The study uses a controlled A/B test with 15 questions across 5 knowledge domains (Sports/Adventure, Technology/Software, Science/Medicine, History/Geography, Pop Culture/Media). Questions are split into 10 In-Training-Set (ITS) and 5 Post-Cutoff (PC) to isolate the two failure modes. Agent A operates without tools (internal knowledge only); Agent B has WebSearch enabled. Each question-agent pair is scored on Factual Accuracy, Confident Inaccuracy Rate, Confidence Calibration, and Completeness.

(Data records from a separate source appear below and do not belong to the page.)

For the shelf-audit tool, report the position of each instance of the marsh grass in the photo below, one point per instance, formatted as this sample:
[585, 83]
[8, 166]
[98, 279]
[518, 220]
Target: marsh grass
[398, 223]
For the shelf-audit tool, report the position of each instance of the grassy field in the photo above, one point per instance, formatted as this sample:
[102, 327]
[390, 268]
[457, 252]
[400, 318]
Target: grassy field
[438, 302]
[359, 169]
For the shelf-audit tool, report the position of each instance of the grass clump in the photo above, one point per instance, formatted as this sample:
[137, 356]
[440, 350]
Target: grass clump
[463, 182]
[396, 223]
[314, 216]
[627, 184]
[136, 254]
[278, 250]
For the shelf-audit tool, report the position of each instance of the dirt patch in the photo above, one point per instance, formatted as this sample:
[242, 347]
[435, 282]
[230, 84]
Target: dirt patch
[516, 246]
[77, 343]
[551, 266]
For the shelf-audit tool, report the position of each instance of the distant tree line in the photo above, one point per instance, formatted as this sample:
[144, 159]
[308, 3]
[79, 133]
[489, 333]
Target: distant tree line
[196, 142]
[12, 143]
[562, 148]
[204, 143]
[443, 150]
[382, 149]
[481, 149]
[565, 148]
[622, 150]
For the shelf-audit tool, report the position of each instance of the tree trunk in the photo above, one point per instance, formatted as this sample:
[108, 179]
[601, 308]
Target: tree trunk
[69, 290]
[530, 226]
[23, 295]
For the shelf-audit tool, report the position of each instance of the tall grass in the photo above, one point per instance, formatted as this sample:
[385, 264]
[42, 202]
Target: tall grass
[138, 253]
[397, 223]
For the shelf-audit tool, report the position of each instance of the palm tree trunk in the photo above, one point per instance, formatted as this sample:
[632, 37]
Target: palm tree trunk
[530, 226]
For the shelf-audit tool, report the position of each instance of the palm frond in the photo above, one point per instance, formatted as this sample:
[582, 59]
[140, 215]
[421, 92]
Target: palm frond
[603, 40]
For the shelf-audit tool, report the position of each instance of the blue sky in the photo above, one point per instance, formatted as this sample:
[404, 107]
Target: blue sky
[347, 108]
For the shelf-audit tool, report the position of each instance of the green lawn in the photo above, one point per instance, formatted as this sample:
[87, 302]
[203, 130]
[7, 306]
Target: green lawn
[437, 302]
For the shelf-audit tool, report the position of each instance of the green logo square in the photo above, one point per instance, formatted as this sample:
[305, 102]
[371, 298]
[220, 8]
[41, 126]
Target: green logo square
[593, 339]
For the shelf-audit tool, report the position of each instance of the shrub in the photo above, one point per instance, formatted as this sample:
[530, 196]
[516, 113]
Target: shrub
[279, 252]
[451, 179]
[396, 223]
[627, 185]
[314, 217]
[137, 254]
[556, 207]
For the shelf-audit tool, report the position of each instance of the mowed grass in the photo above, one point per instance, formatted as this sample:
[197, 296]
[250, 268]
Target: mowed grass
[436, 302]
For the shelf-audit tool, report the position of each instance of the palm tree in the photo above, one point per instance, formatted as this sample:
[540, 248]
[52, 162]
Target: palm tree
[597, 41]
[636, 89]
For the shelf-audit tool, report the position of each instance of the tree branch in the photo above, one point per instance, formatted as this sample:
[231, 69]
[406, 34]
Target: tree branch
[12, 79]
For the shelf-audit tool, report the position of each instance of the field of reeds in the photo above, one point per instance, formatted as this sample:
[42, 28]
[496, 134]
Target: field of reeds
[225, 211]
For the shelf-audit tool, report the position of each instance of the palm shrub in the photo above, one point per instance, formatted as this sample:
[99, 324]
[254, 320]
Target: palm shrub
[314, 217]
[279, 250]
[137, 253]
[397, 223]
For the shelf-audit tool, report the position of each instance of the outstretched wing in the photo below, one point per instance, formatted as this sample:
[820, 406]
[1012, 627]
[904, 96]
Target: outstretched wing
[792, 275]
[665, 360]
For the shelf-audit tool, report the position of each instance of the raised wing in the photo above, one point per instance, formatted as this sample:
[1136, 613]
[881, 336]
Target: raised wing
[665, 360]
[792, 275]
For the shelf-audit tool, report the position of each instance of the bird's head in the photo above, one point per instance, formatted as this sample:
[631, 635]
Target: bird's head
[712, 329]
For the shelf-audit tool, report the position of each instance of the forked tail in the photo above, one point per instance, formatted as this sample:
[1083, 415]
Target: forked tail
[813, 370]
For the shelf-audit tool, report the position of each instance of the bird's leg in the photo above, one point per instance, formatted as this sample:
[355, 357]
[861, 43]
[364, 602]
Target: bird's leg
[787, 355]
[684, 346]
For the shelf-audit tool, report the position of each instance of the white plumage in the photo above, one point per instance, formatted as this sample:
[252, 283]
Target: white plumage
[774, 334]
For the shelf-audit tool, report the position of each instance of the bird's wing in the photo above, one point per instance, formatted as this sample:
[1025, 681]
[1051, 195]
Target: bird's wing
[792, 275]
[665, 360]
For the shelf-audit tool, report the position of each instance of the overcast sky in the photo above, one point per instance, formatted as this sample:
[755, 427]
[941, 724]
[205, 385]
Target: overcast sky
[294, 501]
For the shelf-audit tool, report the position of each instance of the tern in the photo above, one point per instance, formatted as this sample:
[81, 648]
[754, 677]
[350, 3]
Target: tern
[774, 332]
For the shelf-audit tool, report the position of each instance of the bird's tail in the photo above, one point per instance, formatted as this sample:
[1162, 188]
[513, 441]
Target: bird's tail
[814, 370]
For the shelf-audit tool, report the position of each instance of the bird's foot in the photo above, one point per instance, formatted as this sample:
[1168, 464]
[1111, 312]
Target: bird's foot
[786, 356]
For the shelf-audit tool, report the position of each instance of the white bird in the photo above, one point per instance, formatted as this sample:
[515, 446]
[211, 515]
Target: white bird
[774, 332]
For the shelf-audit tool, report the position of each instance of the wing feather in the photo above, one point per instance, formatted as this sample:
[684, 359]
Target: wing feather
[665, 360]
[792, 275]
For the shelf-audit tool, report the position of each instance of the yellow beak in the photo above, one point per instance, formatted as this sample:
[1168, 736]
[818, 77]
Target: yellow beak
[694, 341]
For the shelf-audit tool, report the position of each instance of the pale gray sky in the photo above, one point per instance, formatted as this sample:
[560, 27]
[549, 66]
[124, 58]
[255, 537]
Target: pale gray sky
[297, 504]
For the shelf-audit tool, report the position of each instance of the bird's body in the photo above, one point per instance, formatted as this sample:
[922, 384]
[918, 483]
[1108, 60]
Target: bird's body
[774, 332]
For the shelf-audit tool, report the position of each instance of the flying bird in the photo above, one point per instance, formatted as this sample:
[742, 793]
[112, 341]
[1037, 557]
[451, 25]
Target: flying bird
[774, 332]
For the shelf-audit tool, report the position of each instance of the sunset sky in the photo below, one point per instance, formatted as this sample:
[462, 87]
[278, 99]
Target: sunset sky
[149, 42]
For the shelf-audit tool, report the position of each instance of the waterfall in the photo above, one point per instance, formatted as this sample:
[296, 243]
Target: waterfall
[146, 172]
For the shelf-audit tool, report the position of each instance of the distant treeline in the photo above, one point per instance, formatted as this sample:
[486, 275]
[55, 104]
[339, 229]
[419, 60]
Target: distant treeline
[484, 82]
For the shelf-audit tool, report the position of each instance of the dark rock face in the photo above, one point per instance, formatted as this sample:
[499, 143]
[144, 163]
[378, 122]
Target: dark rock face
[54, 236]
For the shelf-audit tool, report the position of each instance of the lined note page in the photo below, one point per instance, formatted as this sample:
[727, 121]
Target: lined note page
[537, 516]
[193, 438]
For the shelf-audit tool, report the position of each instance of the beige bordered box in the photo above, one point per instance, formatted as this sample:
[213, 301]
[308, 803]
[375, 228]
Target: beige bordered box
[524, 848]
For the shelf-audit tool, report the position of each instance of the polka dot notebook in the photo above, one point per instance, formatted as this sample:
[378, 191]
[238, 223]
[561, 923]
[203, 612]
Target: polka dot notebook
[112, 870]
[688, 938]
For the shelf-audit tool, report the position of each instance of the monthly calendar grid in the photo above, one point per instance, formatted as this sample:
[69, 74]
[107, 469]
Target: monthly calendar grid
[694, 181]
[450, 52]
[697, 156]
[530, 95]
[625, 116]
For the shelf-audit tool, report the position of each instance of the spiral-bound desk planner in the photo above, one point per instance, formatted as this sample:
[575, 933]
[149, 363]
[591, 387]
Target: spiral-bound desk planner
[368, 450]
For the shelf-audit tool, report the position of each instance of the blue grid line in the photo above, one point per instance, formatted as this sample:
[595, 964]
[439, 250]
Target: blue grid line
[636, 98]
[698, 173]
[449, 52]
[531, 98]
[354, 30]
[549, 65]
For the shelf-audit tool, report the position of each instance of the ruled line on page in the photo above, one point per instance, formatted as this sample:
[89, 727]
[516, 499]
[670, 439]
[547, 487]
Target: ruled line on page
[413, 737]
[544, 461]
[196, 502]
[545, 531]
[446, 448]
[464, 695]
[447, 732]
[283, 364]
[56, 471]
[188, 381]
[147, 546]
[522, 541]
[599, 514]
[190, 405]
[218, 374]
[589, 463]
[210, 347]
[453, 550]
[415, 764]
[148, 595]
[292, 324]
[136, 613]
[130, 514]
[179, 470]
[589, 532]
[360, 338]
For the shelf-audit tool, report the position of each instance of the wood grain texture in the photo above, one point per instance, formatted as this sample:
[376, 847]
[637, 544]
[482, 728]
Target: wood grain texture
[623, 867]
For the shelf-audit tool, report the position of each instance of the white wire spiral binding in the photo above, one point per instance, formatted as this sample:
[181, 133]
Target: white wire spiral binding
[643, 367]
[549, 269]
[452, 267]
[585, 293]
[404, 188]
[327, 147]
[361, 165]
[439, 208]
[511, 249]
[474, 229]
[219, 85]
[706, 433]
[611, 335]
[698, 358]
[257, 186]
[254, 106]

This corrected design addresses a limitation in an earlier test that used only post-cutoff questions -- revealing only Leg 2 (honest decline) while Leg 1 (confident micro-inaccuracy) remained invisible.


Study Pages

  • The 85% Problem


    The central finding: when LLMs have training data, they produce answers that are mostly correct but embed subtle factual errors with full confidence. Why this is worse than hallucination.

    Read more

  • Methodology


    A/B test design, ITS/PC question split, 7-dimension scoring rubric, domain selection rationale, and limitations of the 15-question sample.

    Read more

  • Architecture Implications


    Domain-aware verification strategies, agent design patterns for tool-augmented retrieval, and the Snapshot Problem in technology domains.

    Read more


Quality Gate Scores

All deliverables passed the 0.92 threshold (H-13) via C4 adversarial tournament scoring.

Gate Phase R1 Score R2 Score Status
QG-1 Evidence Collection 0.952 -- PASS
QG-2 A/B Test V&V 0.88 0.92 PASS (R2)
QG-3 Research Synthesis 0.82 0.92 PASS (R2)
QG-4 Content QA 0.90 0.94 PASS (R2)
QG-5 Final V&V 0.93 -- PASS
Leniency Bias Observation

Self-assessed scores were uniformly 0.96 across all phases. C4 adversarial tournament actual scores ranged 0.82--0.93 (delta -0.03 to -0.14). This validates the necessity of independent adversarial tournament scoring per S-014 leniency bias counteraction.